Regarding the implementation of the learning process, we chose asymmetric Hebbian STDP within the MGC AL model for synaptic targets onto LN neurons as a commonly adopted associative learning rule to self-organize its weight parameters (Caporale and Dan, 2008). STDP potentiates weights for which presynaptic spikes precede post-synaptic spikes, emphasizing causal relationship between presynaptic spikes creating postsynaptic activity in LN targets. In the case of multiple synaptic inputs onto single target soma operating under a balanced regime of inhibition and excitation (as in the LN layer of the MGC model) previous modeling studies have demonstrated that when Hebbian STDP is invoked synapses compete to drive the target cell output so that normalization of total weight in the postsynaptic cell is unnecessary (Song et al., 2000). In the reciprocally connected LN layer of our MGC model we find that the result of this local competition for LN firing results in a stable weight configuration (Figures 5A,B) that leads to an activity-dependent competition in LNs for different ratios of ORN input (Figure 5C). Thus, STDP is capable of self-organizing the LN layer to represent the space of input ratios presented during training that could potentially be useful for self-organizing chemosensor inputs with different real-world tunings (Albert et al., 2002; Gill and Pearce, 2003).

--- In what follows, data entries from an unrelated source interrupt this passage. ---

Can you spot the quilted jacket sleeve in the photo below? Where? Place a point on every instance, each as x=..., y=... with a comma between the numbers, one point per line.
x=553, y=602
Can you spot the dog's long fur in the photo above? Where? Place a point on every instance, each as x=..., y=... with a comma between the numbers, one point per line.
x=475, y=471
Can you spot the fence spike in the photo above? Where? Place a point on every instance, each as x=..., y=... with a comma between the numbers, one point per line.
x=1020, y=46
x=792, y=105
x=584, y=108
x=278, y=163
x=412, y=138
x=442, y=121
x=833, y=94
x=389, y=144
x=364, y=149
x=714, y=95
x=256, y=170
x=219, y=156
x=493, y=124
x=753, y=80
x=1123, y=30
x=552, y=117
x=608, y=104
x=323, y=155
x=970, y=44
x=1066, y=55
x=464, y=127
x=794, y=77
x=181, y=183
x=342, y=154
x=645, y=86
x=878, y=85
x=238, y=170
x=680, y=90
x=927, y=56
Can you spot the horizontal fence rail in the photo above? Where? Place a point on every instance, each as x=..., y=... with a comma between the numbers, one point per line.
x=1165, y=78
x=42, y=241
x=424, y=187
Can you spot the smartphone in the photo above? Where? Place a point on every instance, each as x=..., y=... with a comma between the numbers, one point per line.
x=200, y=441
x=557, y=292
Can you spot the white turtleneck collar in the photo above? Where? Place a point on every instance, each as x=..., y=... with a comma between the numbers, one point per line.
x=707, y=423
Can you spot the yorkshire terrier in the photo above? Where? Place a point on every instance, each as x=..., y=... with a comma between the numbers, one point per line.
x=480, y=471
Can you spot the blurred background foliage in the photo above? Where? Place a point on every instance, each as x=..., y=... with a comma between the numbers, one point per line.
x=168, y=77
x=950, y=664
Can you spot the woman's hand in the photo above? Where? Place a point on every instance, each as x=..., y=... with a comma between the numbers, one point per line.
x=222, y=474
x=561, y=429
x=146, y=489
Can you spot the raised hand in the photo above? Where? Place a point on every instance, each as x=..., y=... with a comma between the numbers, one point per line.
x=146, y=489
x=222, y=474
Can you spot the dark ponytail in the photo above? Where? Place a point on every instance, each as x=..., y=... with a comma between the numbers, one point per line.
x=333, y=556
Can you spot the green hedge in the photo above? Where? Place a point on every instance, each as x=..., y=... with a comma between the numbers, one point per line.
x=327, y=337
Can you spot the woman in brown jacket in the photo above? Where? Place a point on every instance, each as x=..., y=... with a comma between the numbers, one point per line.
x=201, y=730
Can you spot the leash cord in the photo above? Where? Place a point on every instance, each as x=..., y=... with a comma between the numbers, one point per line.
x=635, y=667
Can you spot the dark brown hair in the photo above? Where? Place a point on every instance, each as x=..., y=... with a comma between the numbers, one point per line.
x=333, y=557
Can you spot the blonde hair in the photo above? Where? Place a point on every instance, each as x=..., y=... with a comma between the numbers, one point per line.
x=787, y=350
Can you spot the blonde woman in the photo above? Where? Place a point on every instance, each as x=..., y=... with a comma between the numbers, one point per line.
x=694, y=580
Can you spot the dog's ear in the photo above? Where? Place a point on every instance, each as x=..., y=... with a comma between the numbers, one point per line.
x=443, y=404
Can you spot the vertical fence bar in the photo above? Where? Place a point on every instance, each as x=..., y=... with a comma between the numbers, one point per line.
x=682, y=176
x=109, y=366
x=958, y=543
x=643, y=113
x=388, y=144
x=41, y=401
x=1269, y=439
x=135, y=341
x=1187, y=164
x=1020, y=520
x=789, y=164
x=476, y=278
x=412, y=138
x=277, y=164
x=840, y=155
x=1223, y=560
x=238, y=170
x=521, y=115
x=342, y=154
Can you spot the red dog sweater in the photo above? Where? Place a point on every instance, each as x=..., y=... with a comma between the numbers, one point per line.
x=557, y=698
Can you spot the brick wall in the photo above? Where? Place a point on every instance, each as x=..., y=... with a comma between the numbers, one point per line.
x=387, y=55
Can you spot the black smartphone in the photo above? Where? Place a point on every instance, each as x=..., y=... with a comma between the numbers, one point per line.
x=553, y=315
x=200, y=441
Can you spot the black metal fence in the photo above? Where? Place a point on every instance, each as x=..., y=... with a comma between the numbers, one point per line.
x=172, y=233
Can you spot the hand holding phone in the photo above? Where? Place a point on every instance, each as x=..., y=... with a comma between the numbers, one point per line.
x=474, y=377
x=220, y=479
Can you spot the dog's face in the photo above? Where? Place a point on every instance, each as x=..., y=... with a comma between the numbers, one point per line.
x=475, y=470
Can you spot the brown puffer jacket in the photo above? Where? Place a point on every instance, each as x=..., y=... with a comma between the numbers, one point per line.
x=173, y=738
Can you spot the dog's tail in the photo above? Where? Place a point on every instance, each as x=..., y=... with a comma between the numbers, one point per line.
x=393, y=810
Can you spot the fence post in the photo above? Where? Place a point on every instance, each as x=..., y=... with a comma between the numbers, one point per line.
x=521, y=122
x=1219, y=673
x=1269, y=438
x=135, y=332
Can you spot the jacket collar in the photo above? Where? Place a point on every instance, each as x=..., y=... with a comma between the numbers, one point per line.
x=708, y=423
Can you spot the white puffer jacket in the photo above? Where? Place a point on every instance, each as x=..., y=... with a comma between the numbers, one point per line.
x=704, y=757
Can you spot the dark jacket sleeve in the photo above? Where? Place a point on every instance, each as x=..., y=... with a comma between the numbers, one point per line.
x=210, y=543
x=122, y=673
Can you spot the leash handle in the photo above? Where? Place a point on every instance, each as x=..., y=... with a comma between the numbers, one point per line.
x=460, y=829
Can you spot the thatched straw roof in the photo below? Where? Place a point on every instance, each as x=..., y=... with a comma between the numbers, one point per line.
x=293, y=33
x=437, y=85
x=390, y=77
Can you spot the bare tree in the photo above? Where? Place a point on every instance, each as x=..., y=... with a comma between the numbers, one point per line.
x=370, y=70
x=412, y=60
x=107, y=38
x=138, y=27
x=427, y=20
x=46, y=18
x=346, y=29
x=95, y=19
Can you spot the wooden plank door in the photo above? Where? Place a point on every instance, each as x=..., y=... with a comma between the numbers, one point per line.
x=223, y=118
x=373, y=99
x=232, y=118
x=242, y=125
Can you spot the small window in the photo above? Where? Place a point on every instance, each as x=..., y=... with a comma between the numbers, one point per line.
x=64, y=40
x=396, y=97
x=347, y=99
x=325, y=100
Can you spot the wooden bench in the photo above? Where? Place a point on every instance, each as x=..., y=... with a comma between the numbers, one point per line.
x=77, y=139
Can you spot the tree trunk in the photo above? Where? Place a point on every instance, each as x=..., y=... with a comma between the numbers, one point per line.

We found that applying STDP to both excitatory afferent ORN-LN and inhibitory LN-LN synapses led to a stable and asymmetric weight configuration (Figures 5A,B) driving competition in the LN layer to represent the input space of possible ratios (Figure 5C). This behavior can be understood by comparing to other studies on reciprocally connected neural models adapted by associative learning, equivalent to the LN layer in our model. Hebbian-like associative plasticity combined with suitable learning constraints can enforce competition between synapses in these reciprocally connected networks (Miller and MacKay, 1994), such that afferent inputs may then compete to drive the neuron response and self-organize to represent different input features, which has long been studied as a model of cortical development [reviewed by Swindale (1996), Miller (1996)]. Pure Hebbian rules in themselves however do not include a synaptic depression term, potentially causing weight values to explode in such models without suitable normalization (Gill and Pearce, 2003). Modern associative learning rules such as STDP, on the other hand, effectively solve this normalization issue by balancing synaptic depression and potentiation asymmetrically through spike timing (Guetig et al., 2003). Through balancing long-term potentiation and depression together with imposing a time asymmetry, STDP has been shown to regulate weights within a quiescent operating range, but still drive symmetry breaking of weights, leading to input feature selectivity in a variety of reciprocally connected networks without any additional requirement for synaptic normalization (Song et al., 2000; Song and Abbott, 2001). More recently STDP based models have been shown to be capable of modulating input selectivity in coupled populations of excitatory and inhibitory neurons in the olfactory (Finelli et al., 2008; Linster and Cleland, 2010) and mammalian visual pathways (Young et al., 2007; Srinivasa and Jiang, 2013).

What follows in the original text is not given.